No início dos anos 1970 –armado com lápis apontados, uma minicalculadora, grandes folhas de papel, pilhas do Daily Racing Form e uma garrafa de Jack Daniel's–, Beyer realizou seu trabalho meticuloso. Ao contabilizar minuciosamente as características das pistas e ajustar os tempos cronometrados dos cavalos, ele reduziu as complicações a um único número: um número de velocidade. Os números de velocidade permitiram comparações confiáveis entre cavalos da Califórnia e da Flórida, entre cinco e seis furlongs, entre uma corrida de baixa remuneração e uma aposta de alto valor. "Os números de velocidade esclareceram mistérios, sutilezas e aparentes contradições do esporte que eu sempre pensei que estivessem além da compreensão humana", escreveu Beyer em 1975.

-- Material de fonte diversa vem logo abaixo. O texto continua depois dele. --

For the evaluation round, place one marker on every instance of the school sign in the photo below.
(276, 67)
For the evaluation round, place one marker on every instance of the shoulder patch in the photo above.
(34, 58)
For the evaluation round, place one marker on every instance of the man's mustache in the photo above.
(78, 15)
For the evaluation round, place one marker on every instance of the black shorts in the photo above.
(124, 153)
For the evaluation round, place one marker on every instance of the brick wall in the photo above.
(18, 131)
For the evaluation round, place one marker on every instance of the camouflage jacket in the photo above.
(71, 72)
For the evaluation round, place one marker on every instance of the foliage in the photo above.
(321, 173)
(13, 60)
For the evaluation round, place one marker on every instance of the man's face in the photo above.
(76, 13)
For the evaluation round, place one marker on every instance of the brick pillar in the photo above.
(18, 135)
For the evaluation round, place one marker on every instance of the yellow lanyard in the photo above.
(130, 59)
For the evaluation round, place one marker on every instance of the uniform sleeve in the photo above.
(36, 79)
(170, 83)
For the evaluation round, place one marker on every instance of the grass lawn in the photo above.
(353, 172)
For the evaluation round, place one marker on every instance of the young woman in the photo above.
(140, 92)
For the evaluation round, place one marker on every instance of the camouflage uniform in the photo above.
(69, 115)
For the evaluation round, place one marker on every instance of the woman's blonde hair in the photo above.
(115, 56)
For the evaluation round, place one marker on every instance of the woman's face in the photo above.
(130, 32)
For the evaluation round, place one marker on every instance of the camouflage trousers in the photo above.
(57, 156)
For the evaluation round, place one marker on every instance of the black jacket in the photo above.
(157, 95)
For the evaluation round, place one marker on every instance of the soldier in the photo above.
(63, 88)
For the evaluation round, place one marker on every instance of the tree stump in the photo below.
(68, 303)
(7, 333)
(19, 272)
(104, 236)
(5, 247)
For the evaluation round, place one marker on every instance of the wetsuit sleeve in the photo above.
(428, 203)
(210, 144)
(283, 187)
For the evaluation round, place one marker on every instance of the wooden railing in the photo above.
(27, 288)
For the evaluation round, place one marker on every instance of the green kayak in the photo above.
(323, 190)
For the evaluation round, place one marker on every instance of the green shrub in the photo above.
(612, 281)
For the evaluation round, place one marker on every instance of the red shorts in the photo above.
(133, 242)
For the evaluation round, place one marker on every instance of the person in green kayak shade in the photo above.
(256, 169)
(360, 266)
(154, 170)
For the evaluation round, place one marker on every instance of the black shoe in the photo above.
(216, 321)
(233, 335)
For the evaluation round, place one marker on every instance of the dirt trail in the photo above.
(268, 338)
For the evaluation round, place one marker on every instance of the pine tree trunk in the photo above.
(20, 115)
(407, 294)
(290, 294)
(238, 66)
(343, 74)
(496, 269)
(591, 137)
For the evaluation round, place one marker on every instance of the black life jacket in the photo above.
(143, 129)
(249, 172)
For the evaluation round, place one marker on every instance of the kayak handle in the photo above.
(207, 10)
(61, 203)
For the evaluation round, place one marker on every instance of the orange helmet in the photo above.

A essa altura, ele já era um apostador de sucesso, em grande parte porque seus cálculos particulares lhe davam uma boa vantagem. A publicação de seus livros educou o mercado e corroeu sua vantagem. Beyer aceitou essa troca porque queria ser um autor publicado. Eu simpatizei. "Em termos de sofisticação matemática, era, na melhor das hipóteses, álgebra do ensino médio", disse-me Beyer sobre sua chegada ao número da velocidade. "Mas mudou minha vida e, com o tempo, mudou o jogo."

A abordagem tornou-se tão arraigada que os "Speed Figures" de Beyer hoje aparecem em negrito no Daily Racing Form, ao lado de todas as corridas de cada cavalo. Os sindicatos de apostadores, o EquinEdge de McKeever e muitos outros projetos recentes são descendentes diretos dos cálculos de papel e lápis de Beyer.

Além de suas análises incisivas, os livros sobre cavalos de Beyer pulsam com metáforas religiosas. Ele escreve sobre os "deuses que supervisionam as corridas de cavalos", "a disciplina de um calvinista", "fervor messiânico" e "sequências de vitórias que o fazem pensar que é Deus". O Daily Racing Form, escreve, "ocupa o lugar na existência de um apostador em cavalos que uma Bíblia ocupa na vida de um fundamentalista". Mencionei esse tema para ele, que pareceu surpreso. "Sou uma pessoa muito ‘irreligiosa’", disse Beyer. Ele fez uma pausa. "Mas quando descobri os números de velocidade eles eram o caminho, a verdade, a luz."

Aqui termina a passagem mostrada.